XOMA Corporation (referred to as “XOMA” or the “Company”), a Delaware corporation, has a long history of discovering and developing innovative therapeutics derived from its unique platform of antibody technologies. The Company has typically sought to license these therapeutic assets to licensees who take on the responsibilities of later stage development, approval and commercialization. In addition, XOMA has licensed antibody technologies on a non-exclusive basis to other companies who desire to access this platform for their own discovery efforts. In 2016, XOMA dedicated its research and development efforts to advancing its portfolio of product candidates that have the potential to treat a variety of endocrine diseases, including advancing the development of X358 for the treatment of congenital hyperinsulinism and hypoglycemia in hyperinsulinemic patients following bariatric surgery. XOMA’s strategy has evolved and its current focus is on developing or acquiring revenue generating assets and coupling them with a lean corporate infrastructure. As XOMA’s business model is based on the objective of out-licensing assets to other pharmaceutical companies for them to commercialize and market any resultant products, the Company expects that a significant portion of any future revenue will be based on payments it may receive from its licensees.

Going Concern

The Company has incurred operating losses since its inception resulting in an accumulated deficit of $1.2 billion and has working capital of $1.7 million and $27.9 million in total outstanding debt at June 30, 2017. Management expects to incur operating losses and negative cash flows for the foreseeable future and, as a result, the Company will require additional capital to fund its operations and execute its business plan. As of June 30, 2017, the Company had $12.5 million in cash and cash equivalents, which is available to fund future operations. In the second quarter of 2017, Novartis International Pharmaceutical Ltd. (“Novartis”) achieved a clinical development milestone pursuant to a license agreement and, as a result, the Company earned a $10.0 million milestone payment which was reported as a trade receivable in the condensed consolidated balance sheet as of June 30, 2017 (see Note 4). Taking into account the receipt of this $10.0 million milestone payment, and consummation of the agreement in principle with Les Laboratories Servier (“Servier”) (see Note 13), without the receipt of additional funds from license agreements or additional equity or debt financing, the Company will only be able to fund its operations and make scheduled loan payments into August 2018. Therefore, the Company determined there is substantial doubt about its ability to continue as a going concern.

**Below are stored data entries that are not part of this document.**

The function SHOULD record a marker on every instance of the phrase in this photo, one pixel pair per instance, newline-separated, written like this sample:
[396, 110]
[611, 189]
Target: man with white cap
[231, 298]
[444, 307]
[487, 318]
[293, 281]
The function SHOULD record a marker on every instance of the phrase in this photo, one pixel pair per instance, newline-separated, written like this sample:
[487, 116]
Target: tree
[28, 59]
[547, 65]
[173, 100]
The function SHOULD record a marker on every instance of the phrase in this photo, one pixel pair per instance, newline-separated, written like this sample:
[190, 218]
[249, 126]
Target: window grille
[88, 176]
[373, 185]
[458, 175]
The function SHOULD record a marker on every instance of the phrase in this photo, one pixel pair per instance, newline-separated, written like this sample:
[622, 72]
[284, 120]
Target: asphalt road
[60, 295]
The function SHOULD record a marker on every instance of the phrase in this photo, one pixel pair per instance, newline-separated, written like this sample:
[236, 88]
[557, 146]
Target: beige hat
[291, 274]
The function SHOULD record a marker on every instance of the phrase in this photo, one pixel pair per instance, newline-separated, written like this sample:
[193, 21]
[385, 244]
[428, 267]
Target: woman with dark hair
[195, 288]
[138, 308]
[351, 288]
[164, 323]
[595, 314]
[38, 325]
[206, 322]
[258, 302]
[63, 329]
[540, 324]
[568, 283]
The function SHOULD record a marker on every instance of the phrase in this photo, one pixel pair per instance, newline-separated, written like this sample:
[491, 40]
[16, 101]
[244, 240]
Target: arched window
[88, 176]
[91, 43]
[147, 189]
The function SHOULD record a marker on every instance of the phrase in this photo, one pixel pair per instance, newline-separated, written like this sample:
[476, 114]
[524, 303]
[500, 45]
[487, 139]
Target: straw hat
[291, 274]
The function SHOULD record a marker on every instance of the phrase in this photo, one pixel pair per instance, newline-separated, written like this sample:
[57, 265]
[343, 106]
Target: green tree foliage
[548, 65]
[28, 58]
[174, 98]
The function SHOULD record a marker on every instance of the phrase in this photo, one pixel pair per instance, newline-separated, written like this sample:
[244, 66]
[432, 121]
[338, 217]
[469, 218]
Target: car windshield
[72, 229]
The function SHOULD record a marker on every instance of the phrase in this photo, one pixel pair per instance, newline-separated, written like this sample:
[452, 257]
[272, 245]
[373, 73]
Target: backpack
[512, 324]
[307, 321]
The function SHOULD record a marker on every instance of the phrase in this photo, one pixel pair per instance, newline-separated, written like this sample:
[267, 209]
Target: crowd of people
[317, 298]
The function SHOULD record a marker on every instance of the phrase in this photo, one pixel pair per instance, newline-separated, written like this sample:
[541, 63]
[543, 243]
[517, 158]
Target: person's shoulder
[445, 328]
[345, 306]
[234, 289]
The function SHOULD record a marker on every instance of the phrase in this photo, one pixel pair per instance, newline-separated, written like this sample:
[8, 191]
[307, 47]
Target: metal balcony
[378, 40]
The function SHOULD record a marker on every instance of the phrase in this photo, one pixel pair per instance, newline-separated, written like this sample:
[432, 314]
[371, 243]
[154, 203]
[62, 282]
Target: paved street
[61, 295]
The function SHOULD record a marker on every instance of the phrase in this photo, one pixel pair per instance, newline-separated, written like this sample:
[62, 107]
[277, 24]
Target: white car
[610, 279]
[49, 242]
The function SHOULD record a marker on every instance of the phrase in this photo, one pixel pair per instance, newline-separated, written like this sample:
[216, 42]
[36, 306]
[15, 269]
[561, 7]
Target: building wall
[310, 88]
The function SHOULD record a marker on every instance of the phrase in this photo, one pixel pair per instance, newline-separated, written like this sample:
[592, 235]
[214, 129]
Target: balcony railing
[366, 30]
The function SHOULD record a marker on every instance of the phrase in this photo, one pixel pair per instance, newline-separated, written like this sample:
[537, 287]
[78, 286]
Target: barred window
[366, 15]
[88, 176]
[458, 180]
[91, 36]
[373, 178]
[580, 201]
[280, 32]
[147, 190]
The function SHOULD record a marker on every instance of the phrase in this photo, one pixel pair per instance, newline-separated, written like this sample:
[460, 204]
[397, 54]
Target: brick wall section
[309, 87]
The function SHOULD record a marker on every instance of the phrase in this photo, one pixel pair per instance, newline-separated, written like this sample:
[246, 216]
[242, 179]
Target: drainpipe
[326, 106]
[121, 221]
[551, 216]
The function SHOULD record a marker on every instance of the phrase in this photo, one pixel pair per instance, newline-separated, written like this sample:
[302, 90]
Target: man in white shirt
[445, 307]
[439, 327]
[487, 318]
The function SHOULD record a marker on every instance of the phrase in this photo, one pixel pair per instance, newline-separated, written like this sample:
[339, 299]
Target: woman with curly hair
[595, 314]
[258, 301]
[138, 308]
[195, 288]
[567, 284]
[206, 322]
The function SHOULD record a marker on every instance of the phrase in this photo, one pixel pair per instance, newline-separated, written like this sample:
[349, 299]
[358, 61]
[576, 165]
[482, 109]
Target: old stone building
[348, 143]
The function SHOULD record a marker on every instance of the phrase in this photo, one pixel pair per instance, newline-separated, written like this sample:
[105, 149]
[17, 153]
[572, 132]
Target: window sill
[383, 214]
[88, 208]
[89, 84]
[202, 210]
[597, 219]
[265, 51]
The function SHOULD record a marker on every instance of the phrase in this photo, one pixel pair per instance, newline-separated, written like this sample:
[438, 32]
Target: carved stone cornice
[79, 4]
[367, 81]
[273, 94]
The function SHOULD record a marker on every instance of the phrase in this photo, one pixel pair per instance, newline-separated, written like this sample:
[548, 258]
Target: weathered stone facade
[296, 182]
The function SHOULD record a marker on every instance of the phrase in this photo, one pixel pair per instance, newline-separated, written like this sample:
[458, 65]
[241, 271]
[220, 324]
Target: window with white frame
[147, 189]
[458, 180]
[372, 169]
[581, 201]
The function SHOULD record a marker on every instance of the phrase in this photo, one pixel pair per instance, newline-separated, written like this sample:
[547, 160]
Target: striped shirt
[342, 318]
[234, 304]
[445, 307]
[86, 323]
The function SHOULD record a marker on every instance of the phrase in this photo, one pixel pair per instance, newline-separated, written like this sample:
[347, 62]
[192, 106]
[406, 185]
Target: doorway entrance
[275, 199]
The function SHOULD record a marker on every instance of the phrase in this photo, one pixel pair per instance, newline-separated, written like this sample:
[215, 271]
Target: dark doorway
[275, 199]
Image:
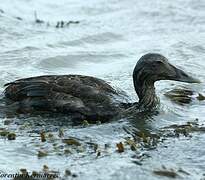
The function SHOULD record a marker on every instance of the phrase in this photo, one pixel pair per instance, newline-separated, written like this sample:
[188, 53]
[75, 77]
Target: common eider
[86, 97]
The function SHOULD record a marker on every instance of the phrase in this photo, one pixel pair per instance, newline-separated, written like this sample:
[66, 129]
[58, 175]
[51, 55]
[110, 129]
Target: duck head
[151, 68]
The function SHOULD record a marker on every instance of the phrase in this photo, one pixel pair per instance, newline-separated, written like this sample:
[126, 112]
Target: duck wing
[88, 96]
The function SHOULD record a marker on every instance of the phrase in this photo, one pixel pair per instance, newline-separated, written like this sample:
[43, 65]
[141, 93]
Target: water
[110, 38]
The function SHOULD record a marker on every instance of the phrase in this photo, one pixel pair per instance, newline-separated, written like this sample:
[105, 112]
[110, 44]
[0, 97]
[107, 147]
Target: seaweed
[11, 136]
[120, 147]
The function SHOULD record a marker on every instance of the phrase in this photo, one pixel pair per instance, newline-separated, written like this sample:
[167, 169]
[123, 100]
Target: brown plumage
[85, 97]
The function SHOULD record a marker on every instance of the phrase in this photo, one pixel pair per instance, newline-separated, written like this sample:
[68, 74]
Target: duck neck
[146, 93]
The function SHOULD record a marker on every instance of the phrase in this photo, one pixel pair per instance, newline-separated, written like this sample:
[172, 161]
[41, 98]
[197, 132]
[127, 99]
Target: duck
[86, 97]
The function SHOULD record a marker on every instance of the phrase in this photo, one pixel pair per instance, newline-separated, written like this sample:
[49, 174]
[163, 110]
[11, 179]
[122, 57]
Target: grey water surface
[110, 38]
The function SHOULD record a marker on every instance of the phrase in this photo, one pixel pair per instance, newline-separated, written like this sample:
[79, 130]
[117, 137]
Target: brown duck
[85, 97]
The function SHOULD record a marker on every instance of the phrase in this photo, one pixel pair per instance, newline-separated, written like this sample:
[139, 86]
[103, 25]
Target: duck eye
[159, 62]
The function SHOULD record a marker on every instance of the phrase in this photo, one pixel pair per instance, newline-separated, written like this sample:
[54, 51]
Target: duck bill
[179, 75]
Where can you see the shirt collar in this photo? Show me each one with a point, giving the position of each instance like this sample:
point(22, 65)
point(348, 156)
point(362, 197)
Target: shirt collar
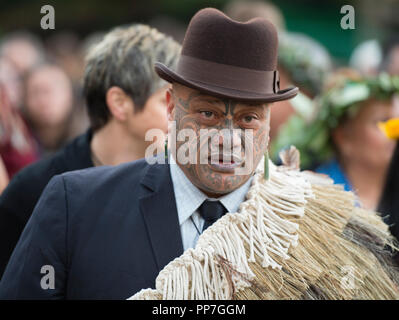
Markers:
point(189, 197)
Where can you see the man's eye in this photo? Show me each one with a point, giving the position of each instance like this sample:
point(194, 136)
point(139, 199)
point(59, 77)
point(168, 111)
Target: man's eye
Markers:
point(248, 119)
point(207, 114)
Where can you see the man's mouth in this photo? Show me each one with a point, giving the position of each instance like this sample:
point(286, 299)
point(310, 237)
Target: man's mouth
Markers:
point(224, 163)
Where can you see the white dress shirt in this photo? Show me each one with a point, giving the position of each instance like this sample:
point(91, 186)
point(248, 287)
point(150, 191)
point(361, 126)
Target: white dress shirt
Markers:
point(188, 200)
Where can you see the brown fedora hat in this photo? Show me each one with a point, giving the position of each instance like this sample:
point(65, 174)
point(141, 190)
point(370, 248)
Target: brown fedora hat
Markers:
point(229, 59)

The Company may not be able to obtain sufficient additional funding through monetizing certain of its existing assets, entering into new license agreements, issuing additional equity or debt instruments or any other means, and if it is able to do so, they may not be on satisfactory terms. The Company’s ability to raise additional capital in the equity and debt markets, should the Company choose to do so, is dependent on a number of factors, including, but not limited to, the market demand for the Company’s common stock, which itself is subject to a number of pharmaceutical development and business risks and uncertainties, as well as the uncertainty that the Company would be able to raise such additional capital at a price or on terms that are favorable to the Company. Consistent with the actions the Company has taken in the past, including the restructuring in December 2016 and February 2017, it will take steps intended to enable the continued operation of the business which may include out-licensing of assets and reducing other expenditures that are within the Company’s control. These reductions in expenditures may have a material adverse impact on the Company’s ability to achieve certain of its planned objectives. Even if the Company is able to source additional funding, it may be forced to further reduce its operations if its business prospects do not improve. If the Company is unable to source additional funding, it may be forced to shut down operations altogether. These condensed consolidated financial statements have been prepared on a going concern basis and do not include any adjustments to the amounts and classification of assets and liabilities that may be necessary in the event the Company can no longer continue as a going concern.